Milwaukee: Eric Lauer (5-1 2.38 ERA)
Washington: Patrick Corbin (2-8 6.71 ERA)
While the question of Ashby’s ace-hood may be in the nascent stages of making it’s case, the question of Eric Lauer’s seems to be dissipating with every start with all signs pointing to the affirmative. With a polishing of his mechanics prior to the 2021 start, the quietest acquisition in the fairly splashy trade that sent Trent Grisham and Zach Davies to the Padres and brought him here with Luis Urias, is beginning to solidify himself as the most valuable part of the entire transaction.

While the peripherals surrounding Lauer aren’t quite as sparkling as the rudimentary numbers show, a FIP of 3.69 is still an improvement from last year’s 4.04 and a world away from the 6.37 FIP he put up in the chaotic 2020 campaign. Against a flailing Nationals team, I expect this to be a much-watch show of dominance and a palate cleanser for Brewers fans still wincing over the previous couple of weeks of Brewers baseball. 

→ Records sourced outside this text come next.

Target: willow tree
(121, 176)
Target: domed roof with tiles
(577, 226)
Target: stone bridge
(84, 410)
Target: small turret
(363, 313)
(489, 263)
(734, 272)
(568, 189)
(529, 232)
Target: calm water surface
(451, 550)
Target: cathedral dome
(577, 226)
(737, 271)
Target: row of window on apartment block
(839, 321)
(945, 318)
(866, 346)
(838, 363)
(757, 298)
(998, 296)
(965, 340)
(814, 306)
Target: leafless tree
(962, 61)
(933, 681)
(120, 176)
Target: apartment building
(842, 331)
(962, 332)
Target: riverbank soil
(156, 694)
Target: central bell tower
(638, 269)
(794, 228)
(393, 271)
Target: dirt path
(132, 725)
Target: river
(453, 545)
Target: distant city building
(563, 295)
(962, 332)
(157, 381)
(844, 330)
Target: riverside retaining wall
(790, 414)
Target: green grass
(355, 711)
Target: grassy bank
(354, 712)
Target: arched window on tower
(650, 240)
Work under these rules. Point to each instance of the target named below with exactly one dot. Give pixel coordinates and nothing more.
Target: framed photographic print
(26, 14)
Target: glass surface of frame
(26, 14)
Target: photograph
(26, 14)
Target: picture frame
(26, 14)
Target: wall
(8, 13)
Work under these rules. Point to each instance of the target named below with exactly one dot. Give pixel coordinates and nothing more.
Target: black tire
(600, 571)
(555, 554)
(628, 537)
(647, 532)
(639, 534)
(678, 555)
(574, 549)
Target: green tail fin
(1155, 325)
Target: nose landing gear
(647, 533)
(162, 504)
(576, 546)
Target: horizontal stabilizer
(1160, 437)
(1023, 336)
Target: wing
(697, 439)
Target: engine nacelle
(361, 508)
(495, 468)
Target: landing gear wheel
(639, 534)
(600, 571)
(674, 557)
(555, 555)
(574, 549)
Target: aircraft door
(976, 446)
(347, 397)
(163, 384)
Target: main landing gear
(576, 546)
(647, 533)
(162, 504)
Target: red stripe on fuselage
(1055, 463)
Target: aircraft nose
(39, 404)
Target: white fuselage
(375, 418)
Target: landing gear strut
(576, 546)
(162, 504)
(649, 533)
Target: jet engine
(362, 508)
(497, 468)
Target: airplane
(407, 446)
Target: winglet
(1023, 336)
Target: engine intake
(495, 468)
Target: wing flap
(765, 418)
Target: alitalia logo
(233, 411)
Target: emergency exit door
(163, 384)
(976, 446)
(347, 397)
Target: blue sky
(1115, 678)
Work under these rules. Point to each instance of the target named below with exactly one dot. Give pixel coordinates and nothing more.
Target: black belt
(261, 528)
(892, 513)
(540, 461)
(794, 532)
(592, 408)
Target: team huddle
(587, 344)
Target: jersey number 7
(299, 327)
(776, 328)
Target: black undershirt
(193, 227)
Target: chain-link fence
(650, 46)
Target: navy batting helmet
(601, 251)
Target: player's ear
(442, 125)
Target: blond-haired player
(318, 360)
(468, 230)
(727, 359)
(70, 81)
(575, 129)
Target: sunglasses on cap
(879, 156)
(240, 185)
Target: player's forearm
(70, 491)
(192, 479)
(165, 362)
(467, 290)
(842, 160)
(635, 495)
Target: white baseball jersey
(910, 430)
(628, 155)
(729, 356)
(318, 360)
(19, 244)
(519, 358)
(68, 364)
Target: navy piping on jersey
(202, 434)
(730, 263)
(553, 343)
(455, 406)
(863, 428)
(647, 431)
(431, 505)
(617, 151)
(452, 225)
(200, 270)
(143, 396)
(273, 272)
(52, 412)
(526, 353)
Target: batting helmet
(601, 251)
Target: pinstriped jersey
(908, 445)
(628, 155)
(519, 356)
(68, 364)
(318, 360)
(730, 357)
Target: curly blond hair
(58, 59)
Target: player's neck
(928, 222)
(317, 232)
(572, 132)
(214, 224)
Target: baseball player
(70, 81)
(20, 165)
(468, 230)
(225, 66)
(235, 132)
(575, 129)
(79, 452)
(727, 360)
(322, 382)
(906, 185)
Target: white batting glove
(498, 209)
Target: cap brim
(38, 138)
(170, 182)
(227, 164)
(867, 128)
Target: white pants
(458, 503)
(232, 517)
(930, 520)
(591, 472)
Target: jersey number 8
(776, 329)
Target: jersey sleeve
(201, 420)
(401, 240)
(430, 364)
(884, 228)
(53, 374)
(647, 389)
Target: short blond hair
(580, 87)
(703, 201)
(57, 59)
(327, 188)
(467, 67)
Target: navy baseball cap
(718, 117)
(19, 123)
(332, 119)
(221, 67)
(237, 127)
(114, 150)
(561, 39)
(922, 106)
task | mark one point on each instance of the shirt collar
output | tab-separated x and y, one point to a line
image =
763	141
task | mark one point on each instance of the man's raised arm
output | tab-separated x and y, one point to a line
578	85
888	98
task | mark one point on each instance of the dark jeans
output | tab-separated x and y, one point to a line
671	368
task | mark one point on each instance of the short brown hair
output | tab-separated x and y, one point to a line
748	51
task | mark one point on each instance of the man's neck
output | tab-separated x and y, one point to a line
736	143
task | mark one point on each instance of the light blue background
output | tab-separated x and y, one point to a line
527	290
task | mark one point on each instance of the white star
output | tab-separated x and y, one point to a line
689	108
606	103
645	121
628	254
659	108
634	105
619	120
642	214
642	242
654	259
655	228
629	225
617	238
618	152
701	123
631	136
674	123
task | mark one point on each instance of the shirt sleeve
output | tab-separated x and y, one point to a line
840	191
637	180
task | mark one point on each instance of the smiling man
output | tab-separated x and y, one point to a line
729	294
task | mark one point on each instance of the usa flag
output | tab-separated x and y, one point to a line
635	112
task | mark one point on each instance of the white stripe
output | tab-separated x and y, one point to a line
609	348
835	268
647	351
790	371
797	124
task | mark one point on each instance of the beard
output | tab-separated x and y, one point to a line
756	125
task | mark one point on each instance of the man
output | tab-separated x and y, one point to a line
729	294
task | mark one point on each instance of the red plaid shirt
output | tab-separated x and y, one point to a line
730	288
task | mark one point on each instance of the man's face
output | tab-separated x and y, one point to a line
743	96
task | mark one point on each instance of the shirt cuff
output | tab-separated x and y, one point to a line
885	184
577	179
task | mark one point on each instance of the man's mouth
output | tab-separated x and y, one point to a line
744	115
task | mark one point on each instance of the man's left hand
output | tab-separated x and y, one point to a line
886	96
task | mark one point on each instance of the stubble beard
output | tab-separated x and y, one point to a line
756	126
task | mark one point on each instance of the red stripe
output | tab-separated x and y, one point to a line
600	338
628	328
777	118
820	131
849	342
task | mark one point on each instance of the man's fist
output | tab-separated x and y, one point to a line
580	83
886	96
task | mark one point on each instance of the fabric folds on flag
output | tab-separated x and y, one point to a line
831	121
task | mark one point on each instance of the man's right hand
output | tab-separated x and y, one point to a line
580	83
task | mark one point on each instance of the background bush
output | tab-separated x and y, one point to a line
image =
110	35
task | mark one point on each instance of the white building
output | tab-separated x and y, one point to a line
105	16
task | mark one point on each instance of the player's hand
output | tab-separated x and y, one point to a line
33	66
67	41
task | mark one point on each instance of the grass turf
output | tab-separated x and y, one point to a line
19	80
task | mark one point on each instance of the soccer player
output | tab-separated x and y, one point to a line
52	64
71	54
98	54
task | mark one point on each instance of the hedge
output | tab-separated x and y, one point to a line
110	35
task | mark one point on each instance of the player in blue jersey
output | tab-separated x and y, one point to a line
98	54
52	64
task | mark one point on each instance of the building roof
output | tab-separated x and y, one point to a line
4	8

Corbin’s nightmarish 2022 is beginning to look, to this point, like a very expensive nightmare for a team that could really use a few solid trade pieces. Sure he was tolerably decent in his last start, but it was against the Reds. The $140MM contract Corbin signed in 2019 is hard to turn one's nose up considering he was excellent and they happened to win the World Series that year, but at present it seems like he’s grafted into the rotation as a grim reminder of acceptance for their flagging investments. Still, flags fly forever.

 

Sunday June 12th 
Milwaukee: Jason Alexander (0-0 2.25 ERA)
Washington: TBD
Difficult to prognosticate on a match-up that hasn’t been decided yet, but would it surprise you to learn that Jason Alexander is another emerging story on the mound for the Milwaukee Brewers? Obviously not too much hay can be made out of two starts, but he owns a compelling narrative, plus a grateful salve for a Brewers team that has been wracked with fatigue. If he’s built on the confidence he’s deserved over his previous two strong starts, I expect him to make a statement against the flimsy Nationals. 

Prediction
Good teams beat bad teams. Good teams also go on rough stretches but then recover. It’s this logic that separates the wheat from the chaff. Yes, the exiguous Brewers offense revealed itself once more and it manifested a sweep by the Phillies, but that belies the actual offensive output. A lot of balls were hit hard, there was patience at the plate, there were actual hits. The scoreboard says dismal, but that’s missing the forest for the trees. I’m going to be bold and say that the Brewers sweep the Nationals.